Picture it: Even though your grasp of the basics of Christianity isn’t the greatest, you’re visiting a church. A black church, at that.
Then the pastor throws a tallit over your shoulders.
Now, what’s a Jewish prayer shawl doing at a black church? And what’s the candidate to do? The only thing he could do: Graciously accept it. What happened next? Go to Twitter and put “Donald Trump tallit” in the search field. You’ll find lots to read.
One is the hot-button phrase “cultural appropriation.” But what was Trump supposed to do? Reject the gift and give it back? Here’s how Jewish Telegraph Agency wrote it up:
(JTA) -- Republican presidential candidate Donald Trump was gifted a traditional Jewish prayer shawl by a pastor during a visit to a black church in Detroit.
Bishop Wayne Jackson of the Great Faith Ministries in Detroit draped the tallit around Trump’s shoulders after the candidate finished addressing the congregation.
“Let me just put this on you,” Jackson said as the congregation burst into applause.
The pastor said he fasted and prayed over the prayer shawl.
“This is a prayer shawl straight from Israel. Whenever you’re flying from coast to coast -- I know you just came back from Mexico and you’ll be flying from city to city -- there is an anointing. And anointing is the power of God,” Jackson said. “It’s going to be sometimes in your life that you’re going to feel forsaken, you’re going to feel down, but the anointing is going to lift you up. I prayed over this personally and I fasted over it, and I wanted to just put this on you.”

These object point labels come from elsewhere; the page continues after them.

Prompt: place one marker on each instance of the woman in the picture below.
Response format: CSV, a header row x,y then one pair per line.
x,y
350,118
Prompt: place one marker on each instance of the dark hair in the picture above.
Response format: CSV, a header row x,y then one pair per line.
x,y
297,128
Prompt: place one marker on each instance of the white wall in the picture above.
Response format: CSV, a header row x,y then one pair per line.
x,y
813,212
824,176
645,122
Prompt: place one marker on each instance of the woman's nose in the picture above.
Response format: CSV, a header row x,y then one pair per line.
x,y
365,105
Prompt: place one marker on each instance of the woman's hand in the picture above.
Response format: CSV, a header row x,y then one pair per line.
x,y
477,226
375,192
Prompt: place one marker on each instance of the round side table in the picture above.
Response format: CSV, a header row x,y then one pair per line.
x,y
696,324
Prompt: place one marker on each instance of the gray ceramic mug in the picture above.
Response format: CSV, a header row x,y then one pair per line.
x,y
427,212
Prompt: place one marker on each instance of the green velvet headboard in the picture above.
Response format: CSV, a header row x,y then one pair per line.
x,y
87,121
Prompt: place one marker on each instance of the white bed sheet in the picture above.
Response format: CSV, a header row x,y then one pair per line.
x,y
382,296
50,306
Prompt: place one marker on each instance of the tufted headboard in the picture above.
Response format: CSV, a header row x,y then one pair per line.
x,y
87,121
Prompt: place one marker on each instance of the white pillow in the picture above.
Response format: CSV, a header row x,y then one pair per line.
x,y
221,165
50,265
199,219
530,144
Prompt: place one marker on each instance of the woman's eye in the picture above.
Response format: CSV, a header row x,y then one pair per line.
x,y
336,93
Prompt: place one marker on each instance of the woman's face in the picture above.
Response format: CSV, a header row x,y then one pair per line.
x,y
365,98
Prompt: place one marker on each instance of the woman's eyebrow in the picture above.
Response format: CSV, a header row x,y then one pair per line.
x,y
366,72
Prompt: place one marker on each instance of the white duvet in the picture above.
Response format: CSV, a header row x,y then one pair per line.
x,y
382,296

Wait, there's more. Clearly there is a theme going on here, in the mind of this pastor.
The pastor also presented Trump with two Jewish Heritage Study Bibles, one for the candidate and one for his wife, Melania.

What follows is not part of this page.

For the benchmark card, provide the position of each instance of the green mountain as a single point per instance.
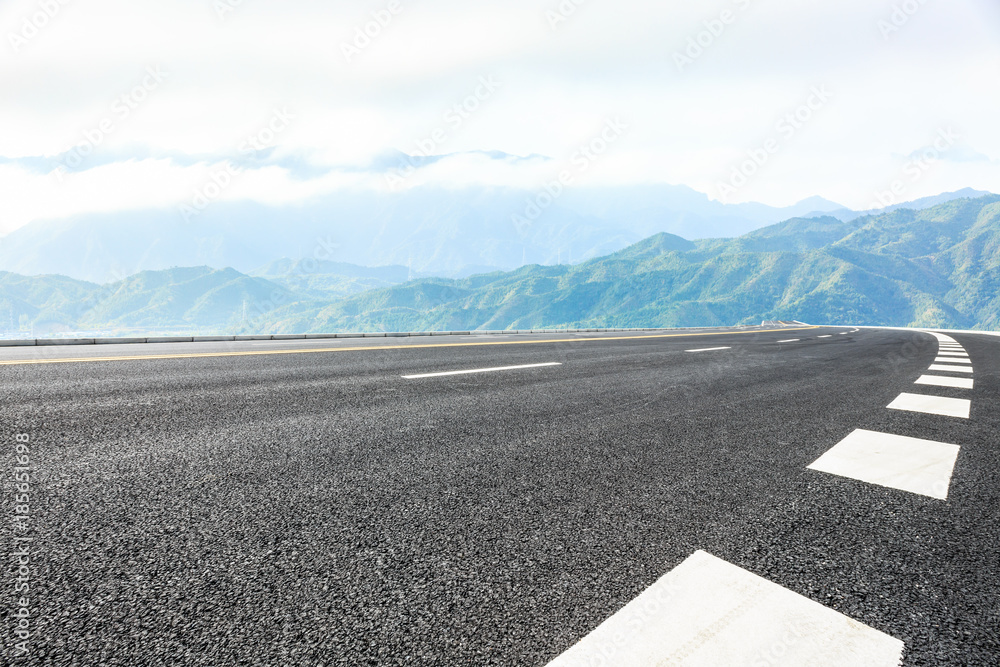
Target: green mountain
(938, 267)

Trump’s daughter, Ivanka, is a convert to Orthodox Judaism. Jews traditionally wear the tallit for prayer, following a commandment in the book of Deuteronomy. Some Christian churches have adopted the practice, however.
Later, the article added that much of the chatter on social media was negative toward Trump. Just in case readers didn’t get the irony, The Forward (a Jewish daily) ran this editorial about this gift from the pastor and his wife.

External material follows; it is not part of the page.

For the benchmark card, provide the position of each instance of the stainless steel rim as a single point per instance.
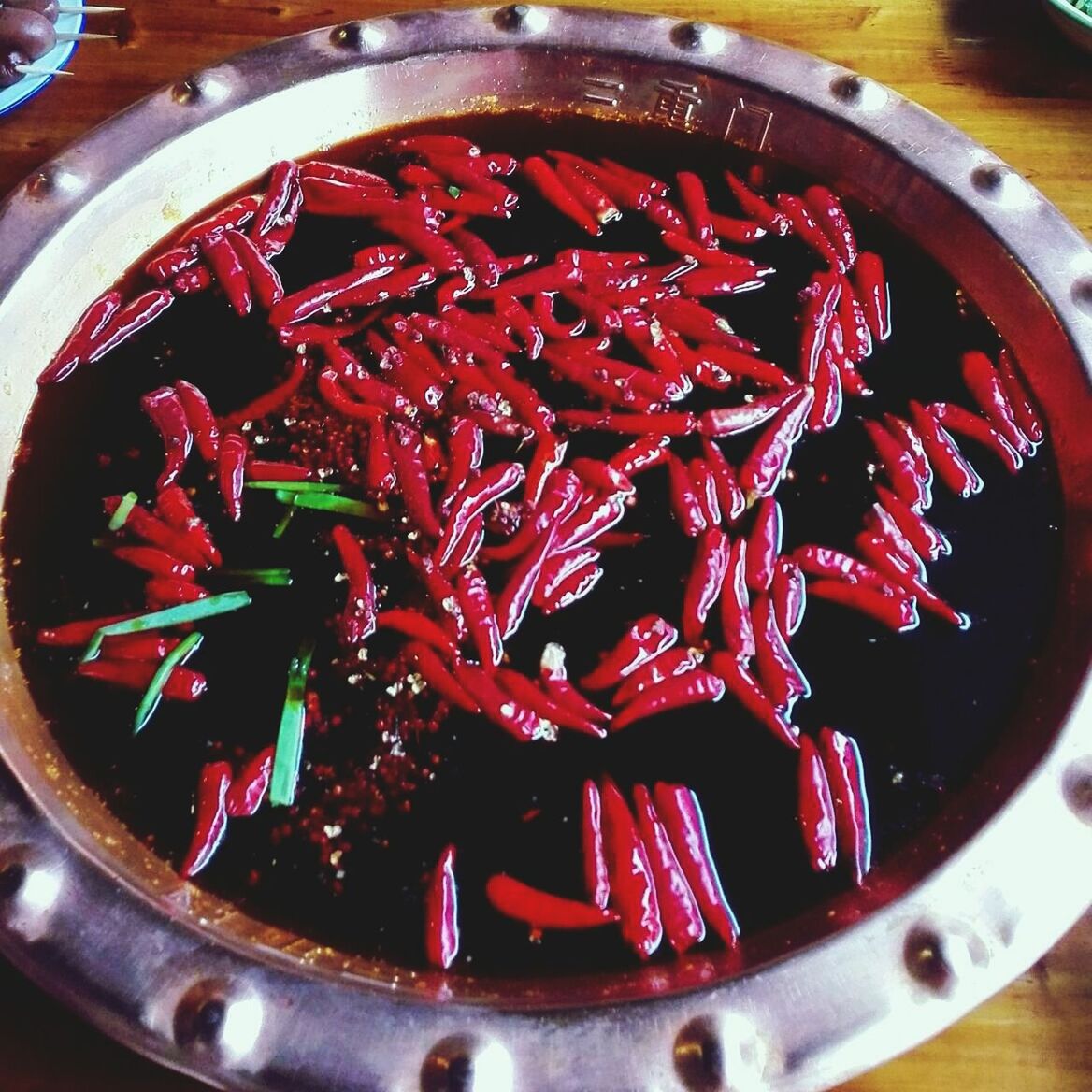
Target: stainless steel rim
(180, 976)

“This is a prayer shawl straight from Israel,” Detroit pastor Bishop Wayne Jackson said as he draped a tallit around Donald Trump’s shoulders on Saturday, casually appropriating a Jewish ritual item for Christian purposes.
… Immediately, the Jewish Twittersphere exploded -- not just because of the inappropriateness of this appropriation, but probably also because it was especially galling to see Trump, a man who has stoked “alt-right” anti-Semitism in this country, wearing this symbolic Jewish garment. But what about the pastor -- what was he thinking? Does he, like some other Christians, think that adopting elements of Jewish ritual makes their worship more “biblical,” and therefore more authentic?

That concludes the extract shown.